The result has been the emergence of splinter groups (also called successor groups and emerging criminal groups) consisting of former AUC paramilitaries whose networks remain intact, but who now call themselves a number of different names, such as Los Rastrojos, Aguilas Negras, Nueva Generacion, Los Urabeños, Los Paisas, as well as a host of smaller cells with their own names and organization charts.

On 4 May, the head of the Organization of American States' (OAS) Mission in Colombia external page told local media that the FARC had formed alliances with some of these groups, confirming long-standing suspicions from intelligence and security experts in Colombia suggesting that the two groups have put aside what remains of their ideological differences to take part in the lucrative drug trade.

These alliances and non-aggression agreements are financially motivated, with each group attempting to stake its own claim in a large market formally filled by major drug cartels. The combined successes of the Democratic Security program and shortcomings of the demobilization process have helped facilitate these unexpected alliances. As long as there is a financial incentive for the groups to work together, they will continue to do so, leaving civilians in the regions most vulnerable to drug trafficking at the greatest risk of continued violence.

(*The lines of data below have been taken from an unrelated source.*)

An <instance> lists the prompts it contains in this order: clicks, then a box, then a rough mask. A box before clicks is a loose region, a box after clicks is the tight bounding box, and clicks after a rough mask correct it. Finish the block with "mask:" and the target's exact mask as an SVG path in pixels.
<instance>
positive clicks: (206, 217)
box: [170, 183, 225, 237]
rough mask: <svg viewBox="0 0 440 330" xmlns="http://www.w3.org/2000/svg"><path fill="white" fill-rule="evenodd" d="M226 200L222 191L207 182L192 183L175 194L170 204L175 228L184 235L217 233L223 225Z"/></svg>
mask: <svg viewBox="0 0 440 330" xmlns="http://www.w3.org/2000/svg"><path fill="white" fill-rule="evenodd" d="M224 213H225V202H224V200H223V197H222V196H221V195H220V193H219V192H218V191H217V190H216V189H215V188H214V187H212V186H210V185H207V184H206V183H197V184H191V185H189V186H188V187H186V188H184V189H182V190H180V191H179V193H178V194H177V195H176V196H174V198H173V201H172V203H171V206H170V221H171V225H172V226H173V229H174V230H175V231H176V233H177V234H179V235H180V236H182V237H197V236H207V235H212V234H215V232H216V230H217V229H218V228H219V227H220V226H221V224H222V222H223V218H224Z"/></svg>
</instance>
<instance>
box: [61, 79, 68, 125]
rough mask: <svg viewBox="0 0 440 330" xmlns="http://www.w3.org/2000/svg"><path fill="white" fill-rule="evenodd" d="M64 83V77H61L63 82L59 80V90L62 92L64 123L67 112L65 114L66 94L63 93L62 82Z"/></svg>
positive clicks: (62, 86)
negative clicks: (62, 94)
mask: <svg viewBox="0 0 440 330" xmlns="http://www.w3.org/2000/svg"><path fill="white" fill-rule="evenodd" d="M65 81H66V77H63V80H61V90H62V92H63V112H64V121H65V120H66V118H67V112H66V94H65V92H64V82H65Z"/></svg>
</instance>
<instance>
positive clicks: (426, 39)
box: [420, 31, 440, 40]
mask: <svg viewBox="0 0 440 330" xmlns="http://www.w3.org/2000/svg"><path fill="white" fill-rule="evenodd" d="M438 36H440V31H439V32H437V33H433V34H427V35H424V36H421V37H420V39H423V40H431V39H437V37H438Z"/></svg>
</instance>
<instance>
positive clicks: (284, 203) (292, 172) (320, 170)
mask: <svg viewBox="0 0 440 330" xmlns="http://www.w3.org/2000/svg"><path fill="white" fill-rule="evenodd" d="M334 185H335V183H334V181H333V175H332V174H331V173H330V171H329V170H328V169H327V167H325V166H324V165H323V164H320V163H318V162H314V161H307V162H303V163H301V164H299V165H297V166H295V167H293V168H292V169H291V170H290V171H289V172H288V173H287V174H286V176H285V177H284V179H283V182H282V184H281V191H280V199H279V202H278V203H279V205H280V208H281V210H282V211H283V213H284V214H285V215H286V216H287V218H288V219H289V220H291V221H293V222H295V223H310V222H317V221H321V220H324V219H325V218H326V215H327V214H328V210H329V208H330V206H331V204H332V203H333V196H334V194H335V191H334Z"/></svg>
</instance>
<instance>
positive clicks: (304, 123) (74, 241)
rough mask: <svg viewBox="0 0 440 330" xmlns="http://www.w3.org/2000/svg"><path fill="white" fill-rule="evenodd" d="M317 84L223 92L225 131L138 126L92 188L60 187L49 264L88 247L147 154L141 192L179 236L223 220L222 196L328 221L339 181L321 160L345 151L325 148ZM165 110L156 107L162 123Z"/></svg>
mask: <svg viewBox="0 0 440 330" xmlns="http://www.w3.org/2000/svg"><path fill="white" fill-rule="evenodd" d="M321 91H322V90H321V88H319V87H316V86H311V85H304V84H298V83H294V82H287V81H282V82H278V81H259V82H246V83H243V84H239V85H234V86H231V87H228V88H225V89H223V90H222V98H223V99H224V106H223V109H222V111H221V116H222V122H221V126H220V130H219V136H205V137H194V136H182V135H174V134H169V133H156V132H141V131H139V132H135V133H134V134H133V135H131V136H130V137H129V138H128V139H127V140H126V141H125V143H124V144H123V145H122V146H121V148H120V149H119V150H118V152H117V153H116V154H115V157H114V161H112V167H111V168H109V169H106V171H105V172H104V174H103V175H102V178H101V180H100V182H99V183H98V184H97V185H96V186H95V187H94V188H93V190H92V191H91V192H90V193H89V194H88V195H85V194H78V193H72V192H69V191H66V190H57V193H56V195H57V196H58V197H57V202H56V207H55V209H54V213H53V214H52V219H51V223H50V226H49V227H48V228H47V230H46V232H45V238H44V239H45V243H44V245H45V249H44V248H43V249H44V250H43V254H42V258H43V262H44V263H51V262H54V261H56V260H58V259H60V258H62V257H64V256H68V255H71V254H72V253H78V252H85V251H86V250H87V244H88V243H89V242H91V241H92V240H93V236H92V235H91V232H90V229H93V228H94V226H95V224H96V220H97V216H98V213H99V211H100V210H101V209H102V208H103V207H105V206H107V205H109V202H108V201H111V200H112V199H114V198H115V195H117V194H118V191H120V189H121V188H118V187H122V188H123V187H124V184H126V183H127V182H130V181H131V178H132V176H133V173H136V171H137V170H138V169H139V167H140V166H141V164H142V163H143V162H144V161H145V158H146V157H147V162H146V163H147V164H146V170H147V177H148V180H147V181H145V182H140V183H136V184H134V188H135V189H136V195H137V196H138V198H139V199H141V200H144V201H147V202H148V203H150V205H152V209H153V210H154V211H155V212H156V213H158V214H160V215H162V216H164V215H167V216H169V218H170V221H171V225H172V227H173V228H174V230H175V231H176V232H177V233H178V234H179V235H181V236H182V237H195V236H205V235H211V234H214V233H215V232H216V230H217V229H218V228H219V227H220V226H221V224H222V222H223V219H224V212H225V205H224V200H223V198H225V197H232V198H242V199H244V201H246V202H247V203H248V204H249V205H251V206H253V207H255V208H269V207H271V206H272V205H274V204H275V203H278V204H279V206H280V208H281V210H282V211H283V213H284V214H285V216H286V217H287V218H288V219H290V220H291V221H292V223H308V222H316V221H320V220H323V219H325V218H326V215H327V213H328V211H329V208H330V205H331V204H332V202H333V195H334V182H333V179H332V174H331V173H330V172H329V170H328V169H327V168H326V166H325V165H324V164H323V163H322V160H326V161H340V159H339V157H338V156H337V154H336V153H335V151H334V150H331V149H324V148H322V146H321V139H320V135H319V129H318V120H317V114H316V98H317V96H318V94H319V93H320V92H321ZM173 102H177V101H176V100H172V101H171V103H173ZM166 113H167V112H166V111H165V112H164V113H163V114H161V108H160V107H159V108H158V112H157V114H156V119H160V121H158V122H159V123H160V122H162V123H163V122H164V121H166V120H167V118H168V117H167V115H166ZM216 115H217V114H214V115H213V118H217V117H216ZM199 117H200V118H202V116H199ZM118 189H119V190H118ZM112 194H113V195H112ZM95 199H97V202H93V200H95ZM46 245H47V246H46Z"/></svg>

Yet the alliances are far from permanent. Although the FARC and former paramilitaries may differ from their ideological predecessors, the former rivals may harbor some of the same mistrust, further adding to the tenuous and temporary nature of these non-aggression pacts between the two groups, another potential threat to citizens in these areas.

Although Colombia has had success in diminishing the ranks of the FARC, many in Colombia face the same risks - extortion, money laundering, forced displacement and kidnapping - that existed even when the FARC was at its strongest. As long as there is a financial incentive to produce and transport narcotics, these risks will remain.